Mansfield Frazier (via Sara Mayeux) reports that recidivism rates in Florida are lower for offenders who get back their right to vote post-incarceration.
According to a recent report by The Florida Parole Commission, “the overall three-year recidivism rate based on all released inmates” was 33..1, while the recidivism rate for released prisoners who were given their civil rights back and were allowed to vote stood at 11 percent.
These findings were not generated by a progressive organization such as The Sentencing Project, the ACLU, or the NAACP, but by a state governmental body utilizing exacting scientific methodologies.
The inescapable conclusion has to be that allowing formerly incarcerated persons to more fully participate in society will result in a reduction of crime and recidivism.
Well I wouldn't go that far. The study suggests that the formerly incarcerated who are reinfranchised are less likely to recidivate. Correlation is not causation.

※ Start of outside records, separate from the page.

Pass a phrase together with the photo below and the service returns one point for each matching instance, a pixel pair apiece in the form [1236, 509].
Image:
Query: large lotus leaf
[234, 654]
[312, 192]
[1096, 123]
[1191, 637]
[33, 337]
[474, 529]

Under the Florida process, those convicted of certain crimes were granted automatic restoration of voting rights, while others had to apply under processes that had varying degrees of scrutiny based on the severity of their original crimes. It's possible that those who got their rights back in the first place, or managed to get them back after applying, represented a group less likely to recidiviate in the first place. It's also possible that reinfranchising them made them less likely to recidivate as well, but we don't know.

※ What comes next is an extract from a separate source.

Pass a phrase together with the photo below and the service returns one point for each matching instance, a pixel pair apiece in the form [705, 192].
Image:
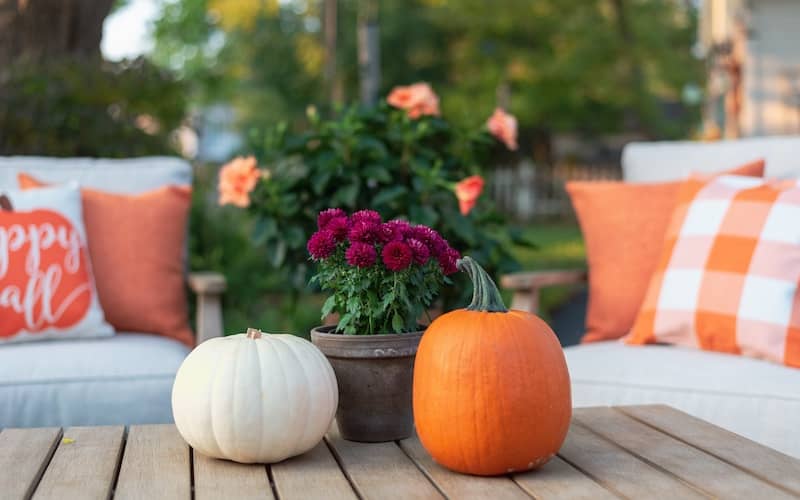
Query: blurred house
[218, 139]
[753, 50]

I say that believing that there's little social value to restricting the franchise. People who have served their time should not continue to be punished by being denied a fundamental right post-incarceration, particularly since that right has absolutely no deterrent effect on the commission of future crimes. That's part of the reason why Florida Governor Rick Scott's decision to rescind the relatively lenient process his predecessor Charlie Crist had put in place, and make the formerly incarcerated wait five years before being eligible to reapply for restoration of their rights is so reprehensible. The decision won't impact public safety at all. But it is likely to disenfranchise individuals who are more likely to pull the lever for Democrats. It's just mean-spirited partisanship masquerading as toughness.